企業家

多くの人は、自分が何ができるのかを発見して、稼ぐ。

何もできないかに見える人が、実は何かできるのだと発見するのは本人ではなく第三者である企業家だあることもある。けれども企業家は、 実はたかだかその人の成果と他の人の成果を合意できる範囲で交換できるように仲介して、そこから合意されうる範囲で手数料をとっているに過ぎない。

この範囲を超えて強制的に再分配をしようとすると、 何もできないかに見える人には取引相手も仲介してくれる企業家もいなくなり、取引ができなくなる。つまり、稼げなくなる。

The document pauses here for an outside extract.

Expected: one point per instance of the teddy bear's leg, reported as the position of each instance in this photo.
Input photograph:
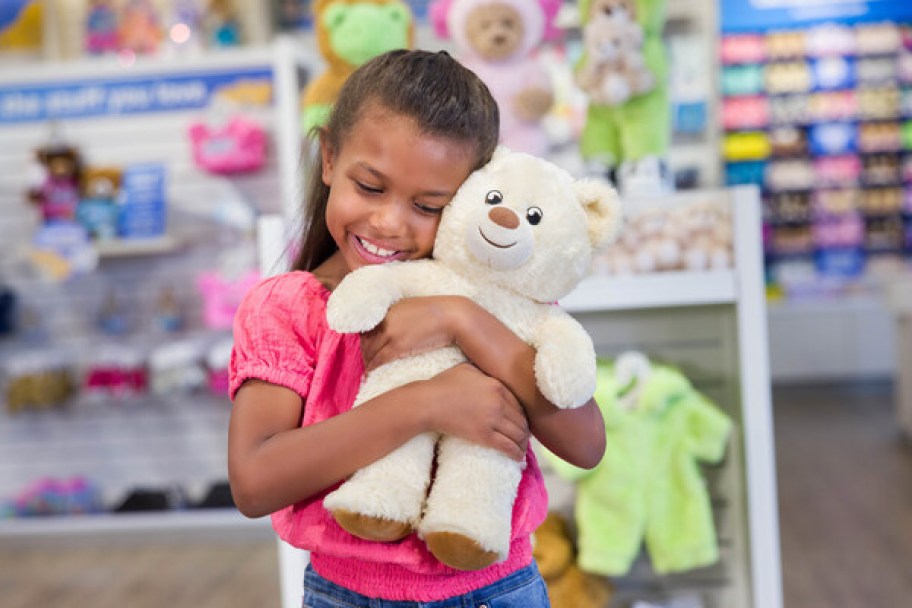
(468, 516)
(382, 501)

実際の現代社会では、強制的な再分配を公権力によってやろうとして失敗が積み上がっており、さらにそれを取り繕うために強制的徴税による福祉を求めたりしている。そういう社会では、 何もできないかに見える人は次第に稼ぐ手段を失い、悲惨になっていくとしても仕方ない。

なんだかんだ言っても金本位

あとは野となれ山となれでお金を刷ってバラまいた。

そこまではよいけれど、次に来るのは事業者が「インフレに勝てるほど稼ぎ続けられますか?」と問われる段階だ。政府がカネを刷ってバラまくと実際に金や銀の価格が上がってしまう。印刷すれば増えてしまう通貨の価値が、そもそも有限である貴金属に対して相対的に安くなってしまうからだ。慢性的に政府がカネを刷る社会では、この傾向が止まらなくなる。

「商売するより金・銀でも買って寝ていたほうがマシですね」と市場にみなされた事業者は投資対象とみなされなくなり、消えていく、お仕舞い。そこで働いていた人は失業する。

機械を買って設備を整えて人を雇って事業を営むより、貴金属のかたまりを買って寝かしておいたほうが儲かるとしたら、はたして事業を続けようとする人はどれだけいるだろうか?人をクビにして機械を売ってしまった方が得だとわかっているときに!(一刻も早く売らないといけない!)それを阻止するために政府がお金を刷って配ろう、、嗚呼、また貴金属価格は上昇してしまった。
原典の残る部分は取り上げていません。